Gratitude Prompts

Gratitude Practice: The Why and How.

The festive season is a wonderful time to start a gratitude practice.

For most it involves spending time with family and loved ones. For others it is a difficult time filled with anxiety or stress. Either way, it is always a good time to start practicing gratitude.

To start a gratitude practice, first we must understand gratitude; it is when we feel grateful for something or someone and express our thanks and appreciation. But, how can you practice something you are supposed to feel? It all starts with a daily habit, where you practice expressing appreciation for the things and people you have in your life. This can be done in various ways, most commonly through journaling, guided meditation, prayer and notes of appreciation (when expressing gratitude for someone in your life).

These daily practices cultivate a sense of appreciation for things big and small. We can think of gratitude as a mindset as well as an emotion. It connects us with something bigger than ourselves and helps us connect with others.  Through daily practices we can train our thought patterns to avoid negative emotions and re-focus on the positive. It may not always come easy, but that is what the practice is for.

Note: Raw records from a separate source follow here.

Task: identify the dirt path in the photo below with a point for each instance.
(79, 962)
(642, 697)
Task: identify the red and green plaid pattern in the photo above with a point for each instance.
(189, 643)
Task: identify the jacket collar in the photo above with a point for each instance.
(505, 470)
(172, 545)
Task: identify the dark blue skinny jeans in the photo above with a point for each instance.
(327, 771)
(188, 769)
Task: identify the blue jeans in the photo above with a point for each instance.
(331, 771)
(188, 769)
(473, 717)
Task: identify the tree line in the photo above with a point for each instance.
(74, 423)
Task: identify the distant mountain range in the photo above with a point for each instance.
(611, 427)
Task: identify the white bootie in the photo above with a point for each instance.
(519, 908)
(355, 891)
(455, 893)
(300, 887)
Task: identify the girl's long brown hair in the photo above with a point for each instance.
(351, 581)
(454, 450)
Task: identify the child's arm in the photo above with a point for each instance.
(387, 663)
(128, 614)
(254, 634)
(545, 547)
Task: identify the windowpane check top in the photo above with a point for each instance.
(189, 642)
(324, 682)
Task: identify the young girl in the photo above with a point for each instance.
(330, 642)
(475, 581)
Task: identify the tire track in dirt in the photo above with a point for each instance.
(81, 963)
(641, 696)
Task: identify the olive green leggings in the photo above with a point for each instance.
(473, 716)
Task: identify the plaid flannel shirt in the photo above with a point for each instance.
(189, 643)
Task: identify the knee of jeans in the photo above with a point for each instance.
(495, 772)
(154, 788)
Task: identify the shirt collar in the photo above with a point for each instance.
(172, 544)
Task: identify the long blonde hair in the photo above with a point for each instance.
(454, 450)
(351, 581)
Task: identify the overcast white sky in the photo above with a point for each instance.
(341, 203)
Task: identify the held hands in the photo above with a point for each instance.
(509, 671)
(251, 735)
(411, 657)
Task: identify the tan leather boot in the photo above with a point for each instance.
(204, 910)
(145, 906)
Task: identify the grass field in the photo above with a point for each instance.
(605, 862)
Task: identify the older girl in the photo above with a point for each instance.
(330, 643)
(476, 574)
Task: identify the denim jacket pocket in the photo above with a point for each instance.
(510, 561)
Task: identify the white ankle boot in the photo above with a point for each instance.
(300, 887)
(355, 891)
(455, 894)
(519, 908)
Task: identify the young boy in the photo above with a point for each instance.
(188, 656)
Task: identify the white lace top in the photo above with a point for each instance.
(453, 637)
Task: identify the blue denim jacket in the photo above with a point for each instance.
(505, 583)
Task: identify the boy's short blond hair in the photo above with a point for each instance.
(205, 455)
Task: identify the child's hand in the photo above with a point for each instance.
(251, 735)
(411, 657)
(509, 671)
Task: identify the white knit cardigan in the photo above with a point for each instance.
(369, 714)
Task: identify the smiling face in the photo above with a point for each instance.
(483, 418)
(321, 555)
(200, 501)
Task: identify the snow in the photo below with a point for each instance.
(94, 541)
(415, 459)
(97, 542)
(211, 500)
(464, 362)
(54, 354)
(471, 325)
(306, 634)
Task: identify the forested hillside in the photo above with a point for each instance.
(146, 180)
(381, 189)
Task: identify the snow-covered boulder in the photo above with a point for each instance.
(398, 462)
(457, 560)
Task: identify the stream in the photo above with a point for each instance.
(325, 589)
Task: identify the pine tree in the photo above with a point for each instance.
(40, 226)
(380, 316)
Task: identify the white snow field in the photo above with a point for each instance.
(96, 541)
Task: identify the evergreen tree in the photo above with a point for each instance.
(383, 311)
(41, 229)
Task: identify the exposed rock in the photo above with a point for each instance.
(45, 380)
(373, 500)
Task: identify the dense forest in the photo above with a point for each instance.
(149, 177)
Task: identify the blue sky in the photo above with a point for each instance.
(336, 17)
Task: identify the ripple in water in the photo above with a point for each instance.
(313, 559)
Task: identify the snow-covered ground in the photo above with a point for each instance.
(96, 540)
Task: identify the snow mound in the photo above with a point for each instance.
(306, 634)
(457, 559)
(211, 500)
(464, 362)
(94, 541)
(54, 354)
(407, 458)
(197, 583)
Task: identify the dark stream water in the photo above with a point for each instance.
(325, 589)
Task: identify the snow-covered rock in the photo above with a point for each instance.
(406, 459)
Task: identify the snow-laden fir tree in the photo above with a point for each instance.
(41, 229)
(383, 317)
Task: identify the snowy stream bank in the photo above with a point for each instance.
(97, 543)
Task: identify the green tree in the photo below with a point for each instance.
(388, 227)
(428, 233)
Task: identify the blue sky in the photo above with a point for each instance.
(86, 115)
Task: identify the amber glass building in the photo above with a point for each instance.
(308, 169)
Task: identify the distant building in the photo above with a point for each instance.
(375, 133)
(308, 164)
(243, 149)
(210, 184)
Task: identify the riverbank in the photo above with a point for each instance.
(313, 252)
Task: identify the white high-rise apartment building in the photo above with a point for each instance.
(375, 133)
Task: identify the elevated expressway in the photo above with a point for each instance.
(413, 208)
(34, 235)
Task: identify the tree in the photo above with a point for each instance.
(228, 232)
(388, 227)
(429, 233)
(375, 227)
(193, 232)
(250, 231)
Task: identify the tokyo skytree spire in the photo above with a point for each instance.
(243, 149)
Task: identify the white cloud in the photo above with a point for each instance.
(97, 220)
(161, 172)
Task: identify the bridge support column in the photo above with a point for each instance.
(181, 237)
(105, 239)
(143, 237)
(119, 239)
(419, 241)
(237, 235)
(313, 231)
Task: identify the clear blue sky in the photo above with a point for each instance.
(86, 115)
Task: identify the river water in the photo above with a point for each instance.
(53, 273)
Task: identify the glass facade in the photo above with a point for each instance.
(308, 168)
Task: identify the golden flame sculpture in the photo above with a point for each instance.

So why should you practice gratitude besides cultivating thankfulness? It has been proven that gratitude improves many aspects of a person’s well-being.

Benefits associated with Gratitude:

  1. Improved physical health: Gratitude shifts the focus from negative thoughts and habits towards positive behaviour patterns, this can lead to improved physical health.
  2. Improved response to stressors: gratitude is seen as a coping skill for acute and chronic stress, helping shift focus from the problem to the solution.
  3. Increase in sleep and sleep quality: Expressing appreciation before bed leaves on with a sense of contentment, which improves sleep and the quality of sleep. Rather than dwelling on the negative outcomes of the day.
  4. Improved self-esteem: a daily gratitude practice helps reduce self-comparison with others and helps build stable self-esteem that is not based on other’s opinions, but on self-satisfaction.
  5. Improved mental health: cultivating appreciation and gratitude reduces feelings of stress and depression especially over the long term.

Gratitude is something that has the power to transform all our lives for the better. It is something that we can all cultivate and share. It is never too early or late to start being thankful.